Tokenization for Real Estate is Already a Reality - Part II
Real Estate and Tokenization: A Case Study
Let’s talk about a real life example to better understand how tokenization works in real estate. We mentioned the first sale earlier in this article (part I) — The St. Regis Aspen Resort.
The resort’s owner, Elevated Returns, originally intended to use an IPO to sell a portion of the resort as a single asset REIT on the NYSE. However, the plan looked taxing, hence the company decided to use tokenization and offered 18.9% ownership in the property through token sales.
It joined hands with Indiegogo and Templum Markets LLC, an SEC and FINRA-registered broker, to complete the process. They created Aspen Coins (tokens) that represent Aspen Digital’s share in the property. The coins were valued at $1 per token. Only accredited investors were allowed to take part in the deal with the minimum purchase set at 10,000 coins. Investors could purchase these coins in a number of currencies including digital coins.
How Does Tokenizing Impact the Real Estate Industry?
Tokenization makes the industry more liquid and secure by expanding the market and creating fractional ownership.
Real estate has always been a good investment but a large number of investors have stayed away from it due to real estate requiring huge amounts of money for an extended period of time.
While REITs and other such options did solve the problem to an extent, they came with their own cons. However, tokenization isn’t fool-proof yet, as we’re still not sure how lawmakers will look at the concept.
On the positive side, tokenized real estate appears to be spreading at a rapid pace and has reached international borders.
Elevated Returns was recently in the news for acquiring 21% ownership of Seamco Securities, Thai company. With this, Elevated Returns has obtained regulatory licenses and distribution capability in Thailand and some neighboring countries.
Here’s what one of the reps said about the development:
“This emphasis on building an effective ecosystem led us to acquire a South Asian broker-dealer with wide distribution capability, one that is able to operate in Thailand, a nation that has come forward with highly-developed crypto regulation guidelines.”
According to an announcement from the company, it intends to tokenize $1 billion of real estate in its pipeline.
The Challenges Going Ahead
We’re already using technology to make more sales, however, blockchain is new for a lot of investors and developers. Hence, the biggest challenge is getting everyone onboard.
Since it’s a new concept, investors do not have much knowledge.
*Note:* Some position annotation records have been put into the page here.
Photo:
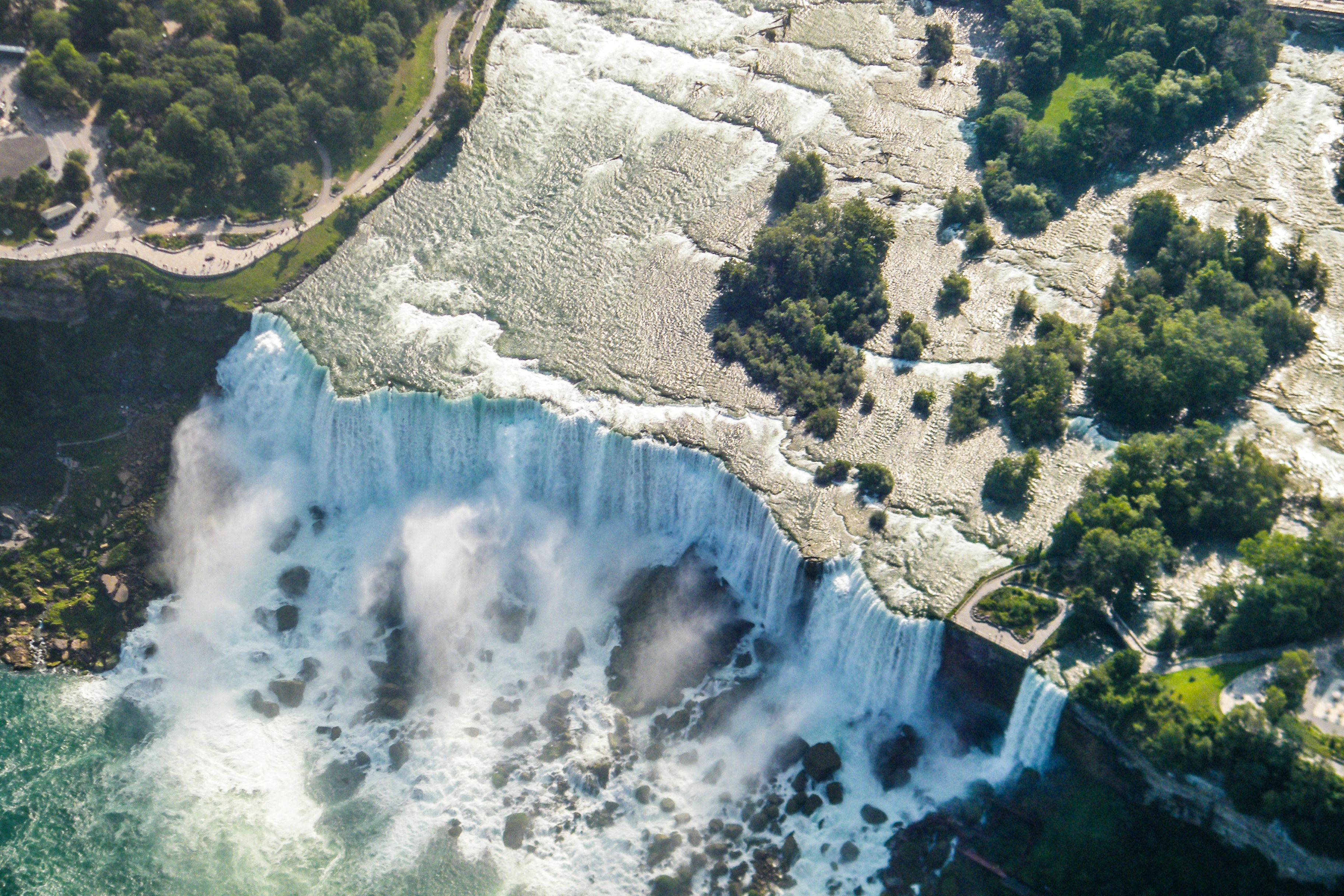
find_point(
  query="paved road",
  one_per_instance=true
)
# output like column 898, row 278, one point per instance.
column 116, row 230
column 999, row 636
They need to be educated on the benefits of tokenization and blockchain. Plus, legal issues may also be there.
We also cannot neglect the uncertainty and volatility surrounding blockchain-based systems. The industry might be big but it’s not open for one and all since real estate tokens aren’t a democratized investment solution.
Most deals have difficult entry requirements. Unaccredited investors, for example, do not qualify. Wider adoption can be difficult unless it becomes available to non-accredited investors.
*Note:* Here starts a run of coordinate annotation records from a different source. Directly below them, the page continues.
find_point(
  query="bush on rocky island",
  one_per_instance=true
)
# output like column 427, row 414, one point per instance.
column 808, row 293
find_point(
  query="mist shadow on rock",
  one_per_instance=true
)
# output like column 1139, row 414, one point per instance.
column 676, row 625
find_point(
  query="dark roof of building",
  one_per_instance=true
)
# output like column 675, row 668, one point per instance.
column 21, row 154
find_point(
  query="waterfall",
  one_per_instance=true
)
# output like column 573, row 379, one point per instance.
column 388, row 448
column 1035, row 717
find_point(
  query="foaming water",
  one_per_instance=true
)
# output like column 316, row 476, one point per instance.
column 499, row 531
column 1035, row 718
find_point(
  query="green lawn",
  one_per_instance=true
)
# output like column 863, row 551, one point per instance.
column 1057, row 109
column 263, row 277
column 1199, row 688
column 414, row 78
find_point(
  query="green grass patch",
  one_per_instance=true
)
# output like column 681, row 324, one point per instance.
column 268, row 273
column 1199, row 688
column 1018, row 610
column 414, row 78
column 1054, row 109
Disclosure is another challenge linked to real estate tokenization. Since a property may change ownership a number of times, developers may not be interested in taking on it.
The World Economic Forum expects blockchain to store about 10% of the world’s GDP. Countries are already making regulatory changes to make this a possibility.
Supporters believe that the introduction of a secure system can help solve these problems. However, we can’t deny the benefits of tokenization. The technology seems to have a bright future.